Törnudd served as Secretary of State for 1964–1966 in Cairo and then as the Deputy Secretary for Foreign Affairs of the Year. Between 1967 and 1971 he was a professor of international politics at the University of Tampere.

However, he returned to the diplomatic circle, initially for two years as a secretary in Moscow.

==Special Representative==
Between 1973 and 1974, he worked at the Special Representative for the OSCE project in Geneva and then at the Political Department of the Ministry of Foreign Affairs, head of which he served in 1977–1981.

During this time, the department was particularly active in defending Finland's neutrality in relation to the Soviet Union. From fall 1981 to January 1983, Törnudd was on leave from the Ministry and was responsible for the Swedish-speaking general professorship of the University of Helsinki. He was also a docent of General Political Science at the same university in the years 1975–1996.

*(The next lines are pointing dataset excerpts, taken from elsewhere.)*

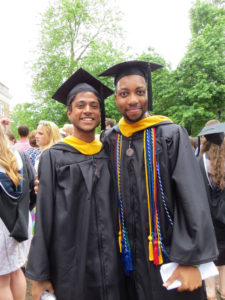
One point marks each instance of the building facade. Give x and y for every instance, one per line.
x=4, y=101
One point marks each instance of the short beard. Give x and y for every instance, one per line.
x=86, y=131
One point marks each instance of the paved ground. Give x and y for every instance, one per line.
x=29, y=286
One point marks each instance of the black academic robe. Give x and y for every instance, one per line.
x=75, y=242
x=191, y=239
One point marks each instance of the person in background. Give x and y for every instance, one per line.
x=47, y=135
x=212, y=165
x=5, y=123
x=109, y=123
x=74, y=252
x=194, y=143
x=23, y=143
x=11, y=137
x=68, y=129
x=16, y=198
x=163, y=207
x=34, y=151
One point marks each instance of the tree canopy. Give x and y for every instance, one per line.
x=87, y=33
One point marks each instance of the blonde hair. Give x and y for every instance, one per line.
x=216, y=155
x=7, y=159
x=51, y=133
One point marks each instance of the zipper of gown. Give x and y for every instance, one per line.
x=132, y=204
x=99, y=233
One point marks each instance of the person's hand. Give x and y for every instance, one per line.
x=36, y=182
x=38, y=287
x=190, y=278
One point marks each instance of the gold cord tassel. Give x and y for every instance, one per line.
x=160, y=253
x=150, y=246
x=120, y=240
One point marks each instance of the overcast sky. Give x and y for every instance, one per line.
x=161, y=24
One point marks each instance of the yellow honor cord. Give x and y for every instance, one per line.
x=120, y=231
x=128, y=129
x=150, y=244
x=91, y=148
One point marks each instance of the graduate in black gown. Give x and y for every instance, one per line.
x=74, y=252
x=163, y=208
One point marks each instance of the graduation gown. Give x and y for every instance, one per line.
x=75, y=242
x=191, y=239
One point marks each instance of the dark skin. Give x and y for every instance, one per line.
x=131, y=100
x=85, y=117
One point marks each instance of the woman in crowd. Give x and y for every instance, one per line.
x=46, y=136
x=34, y=151
x=16, y=197
x=212, y=164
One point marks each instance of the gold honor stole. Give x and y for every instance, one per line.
x=85, y=148
x=128, y=129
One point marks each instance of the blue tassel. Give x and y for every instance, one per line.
x=127, y=259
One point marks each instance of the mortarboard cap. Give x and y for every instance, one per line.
x=82, y=81
x=214, y=133
x=134, y=67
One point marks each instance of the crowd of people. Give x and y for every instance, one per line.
x=108, y=211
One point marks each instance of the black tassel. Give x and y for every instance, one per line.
x=149, y=87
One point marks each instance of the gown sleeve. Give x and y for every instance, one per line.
x=38, y=266
x=193, y=239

==Political Under-Secretary==
Between 1983 and 1988, Törnudd served as Political Under-Secretary of State at the Ministry for Foreign Affairs and from 1988 to 1991 as Permanent Representative of Finland to the United Nations.

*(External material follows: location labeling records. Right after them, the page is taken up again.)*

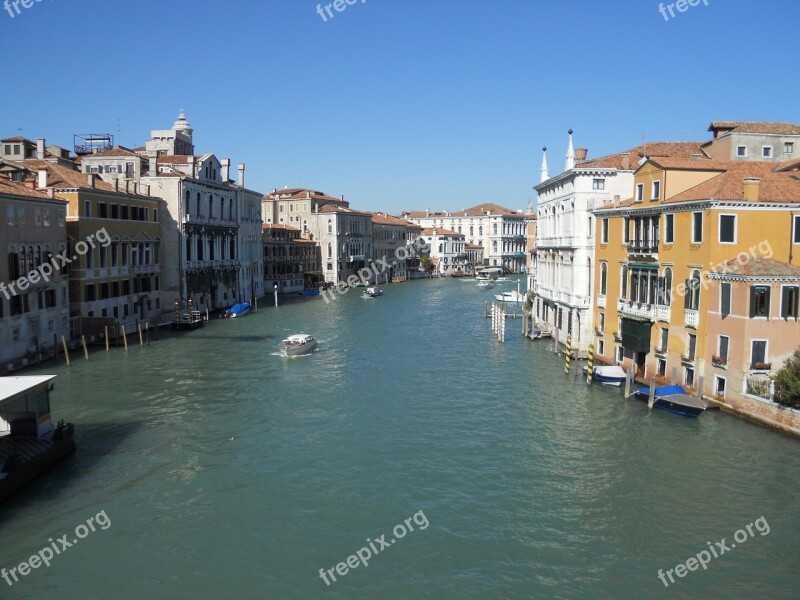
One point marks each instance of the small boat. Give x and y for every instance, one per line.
x=610, y=375
x=29, y=442
x=298, y=344
x=674, y=399
x=515, y=296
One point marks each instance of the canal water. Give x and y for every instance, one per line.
x=222, y=470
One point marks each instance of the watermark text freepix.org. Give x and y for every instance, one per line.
x=702, y=558
x=363, y=555
x=679, y=5
x=12, y=6
x=48, y=553
x=54, y=264
x=376, y=268
x=338, y=6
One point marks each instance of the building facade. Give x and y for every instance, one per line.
x=565, y=242
x=34, y=295
x=499, y=230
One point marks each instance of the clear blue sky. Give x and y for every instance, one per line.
x=398, y=104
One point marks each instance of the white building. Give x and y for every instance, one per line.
x=565, y=232
x=499, y=230
x=448, y=250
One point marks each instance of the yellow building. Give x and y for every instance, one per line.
x=114, y=241
x=687, y=218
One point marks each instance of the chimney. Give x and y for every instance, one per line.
x=226, y=169
x=751, y=188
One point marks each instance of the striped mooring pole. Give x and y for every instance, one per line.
x=590, y=364
x=569, y=352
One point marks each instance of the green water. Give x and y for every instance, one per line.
x=227, y=471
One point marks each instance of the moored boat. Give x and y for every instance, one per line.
x=29, y=443
x=298, y=344
x=608, y=374
x=674, y=399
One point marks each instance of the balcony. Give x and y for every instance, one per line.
x=637, y=309
x=719, y=361
x=643, y=247
x=662, y=313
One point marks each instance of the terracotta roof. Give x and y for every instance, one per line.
x=116, y=151
x=652, y=149
x=440, y=231
x=337, y=208
x=774, y=186
x=14, y=188
x=755, y=127
x=756, y=266
x=389, y=220
x=301, y=194
x=61, y=177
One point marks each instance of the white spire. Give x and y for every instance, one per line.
x=570, y=164
x=544, y=176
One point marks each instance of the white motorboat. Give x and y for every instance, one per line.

After two years in office as a negotiating officer, he served as the Ambassador of the Republic of France in 1993–1996 before retiring from his diplomatic career. He still aspired to the European Parliament as a candidate for the Swedish People's Party but was not elected.

==Diplomacy==
Much of Törnudd's scientific production dealt with multilateral diplomacy and the United Nations. Security policy and human rights issues were also subjects of importance to him. He also wrote parts of the series of publications dealing with the history of the Government and Parliament.

Törnudd also had many domestic and international positions of trust. He was chairman of the Finnish OSCE Committee in 1977-1981 and Chairman of the Board of the Peace and Conflict Research Institute in 1978–1982. In the 1980s, he led some international working groups devising nuclear non-proliferation zones.

==Death==
Klaus Törnudd died on 17 August 2026, at the age of 94.